It’s real

Bye, Mama!  I wave to the Mama lady.

“I love you so much sweet boy.  I’m so proud of you.  Be strong.  I’ll be here when you wake up.”

Why is the Mama lady crying again?  I just hug this lady she call nurse.

The Daddy man crying, too.  He never cry.  Always tell the Mama lady it will be ok.

I just go with the nurse lady with the funny hat and the fun thing I hold onto they put on my heart.


Why the nurse lady walk away from the Mama lady and the Daddy man?

I nakey…why so bright.  This bed cold.  Too many people in here…where are my people?

Where the Mama lady?

Where the Daddy man?

Where the sissy?



Owie! Owie!  Owie!

I have ouchie!

“Is he ok?  Are you controlling his pain?”

Mama lady?  Mama lady?

“Hey, buddy. You look good.”

Daddy man?  Daddy man?

Why I hurt?  Why I hurt?

Mama lady?

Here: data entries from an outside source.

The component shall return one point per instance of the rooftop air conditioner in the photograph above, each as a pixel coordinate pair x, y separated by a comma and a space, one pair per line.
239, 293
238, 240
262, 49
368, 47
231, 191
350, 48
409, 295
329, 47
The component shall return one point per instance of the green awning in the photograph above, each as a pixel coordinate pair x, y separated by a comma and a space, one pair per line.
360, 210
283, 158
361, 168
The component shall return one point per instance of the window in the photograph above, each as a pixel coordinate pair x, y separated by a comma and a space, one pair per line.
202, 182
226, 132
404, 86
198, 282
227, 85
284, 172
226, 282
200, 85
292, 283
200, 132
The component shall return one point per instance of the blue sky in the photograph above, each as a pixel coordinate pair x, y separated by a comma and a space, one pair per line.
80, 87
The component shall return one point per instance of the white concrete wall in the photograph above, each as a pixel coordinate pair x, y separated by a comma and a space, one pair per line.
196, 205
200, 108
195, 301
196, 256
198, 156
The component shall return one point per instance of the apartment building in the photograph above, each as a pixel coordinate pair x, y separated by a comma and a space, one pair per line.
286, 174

Where are you?

I hungry.  I cry.  I hurt.

It cold in here.  Where my jammies?  I have ouchie on my mouf.  I have ouchie on my tummy.  Why I nakey?

Mama lady?  Mama lady?

I cry louder.

“I’m so sorry buddy.  I’m so sorry.  I’m so sorry. I’m so sorry….”

Mama lady crying.  Mama lady hold me.  Mama lady hold me…but I still ouchie.  I want no more ouchie.  I kick to take away ouchie.

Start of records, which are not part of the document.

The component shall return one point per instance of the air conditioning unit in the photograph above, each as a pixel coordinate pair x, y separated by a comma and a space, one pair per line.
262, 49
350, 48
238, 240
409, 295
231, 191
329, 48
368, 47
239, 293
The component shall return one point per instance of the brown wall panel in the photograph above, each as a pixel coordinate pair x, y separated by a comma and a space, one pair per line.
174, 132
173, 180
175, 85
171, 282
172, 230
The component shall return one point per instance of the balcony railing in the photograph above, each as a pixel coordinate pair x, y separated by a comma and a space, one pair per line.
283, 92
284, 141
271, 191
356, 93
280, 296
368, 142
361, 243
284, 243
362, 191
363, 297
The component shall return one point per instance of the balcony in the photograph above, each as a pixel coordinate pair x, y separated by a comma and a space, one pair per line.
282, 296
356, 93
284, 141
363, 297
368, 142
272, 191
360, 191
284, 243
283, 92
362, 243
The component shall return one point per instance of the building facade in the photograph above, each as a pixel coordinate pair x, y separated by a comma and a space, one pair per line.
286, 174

“Stop buddy. I’m trying to hold you.”

Mama lady…I ouchie.  I kick.  I kick.

“Evan.  Sweet boy.  Please stop kicking.  Nurse…can you give him something, please?  I think he’s in a lot of pain.”

“We already gave him the max dose of morphine. It may just not have kicked in yet.”

Mama lady?  I owie.  I owie.  I kick.  I cry loud.  I cry loud.

“Give him something else.  Obviously whatever you gave didn’t work.  He’s in obvious pain.”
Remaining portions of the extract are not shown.